Rôle de la société civile

La société civile, notamment les organisations non gouvernementales (ONG), les parlementaires et les organismes nationaux de protection des droits humains, ont un rôle important à jouer en ce qui concerne le suivi de l'application des traités. Cette rubrique est consacrée au rôle des ONG dans le cadre de l'examen des rapports des États.

Pour en savoir plus sur les autres aspects de la contribution des ONG, consultez le manuel Travailler avec le programme des Nations unies en matière de droits de l'homme : un manuel pour la société civile .

Fréquence des rapports à soumettre en vertu des principaux traités relatifs aux droits humains

Les rapports périodiques que doivent soumettre les États parties tous les deux, quatre ou cinq ans portent sur les mesures législatives et pratiques qu'ils prennent afin de mettre en œuvre les dispositions du traité.

Avant chaque session d'examen des rapports des États, tous les organes de suivi, à l'exception du Comité pour l'élimination de la discrimination raciale, tiennent une série de réunions de présession au cours desquelles ils dressent la liste des questions à aborder. Ces réunions ne sont généralement pas publiques.

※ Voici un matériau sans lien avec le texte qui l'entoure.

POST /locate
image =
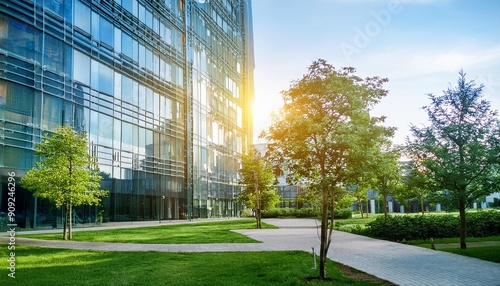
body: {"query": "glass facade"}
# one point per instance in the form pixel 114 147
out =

La liste des questions à aborder est communiquée à l'avance au gouvernement concerné. Ces questions sont le plus souvent des demandes de compléments d'informations ou d'éclaircissements concernant certains aspects de la mise en œuvre du traité considéré. Cette liste ainsi que tous les renseignements complémentaires éventuellement fournis par écrit par le gouvernement seront pris en compte lors de l'examen proprement dit du rapport de l'État.

Cet examen se déroule dans le cadre d'une discussion publique entre les représentants du gouvernement concerné et les membres de l'organe de suivi.

L'organe de suivi formule ensuite à l'adresse du gouvernement des observations finales qui reflètent son avis collectif sur le rapport qui lui a été présenté. Il expose les aspects positifs, ainsi que les facteurs et les difficultés qui font obstacle à l'application du traité, ses principaux sujets de préoccupation et ses recommandations.

Les États parties sont tenus de mettre en œuvre ces recommandations et de faire état des mesures prises à cet égard, soit dans le cadre d'une procédure de suivi, prévue à cet effet par certains organes, soit dans leur prochain rapport périodique.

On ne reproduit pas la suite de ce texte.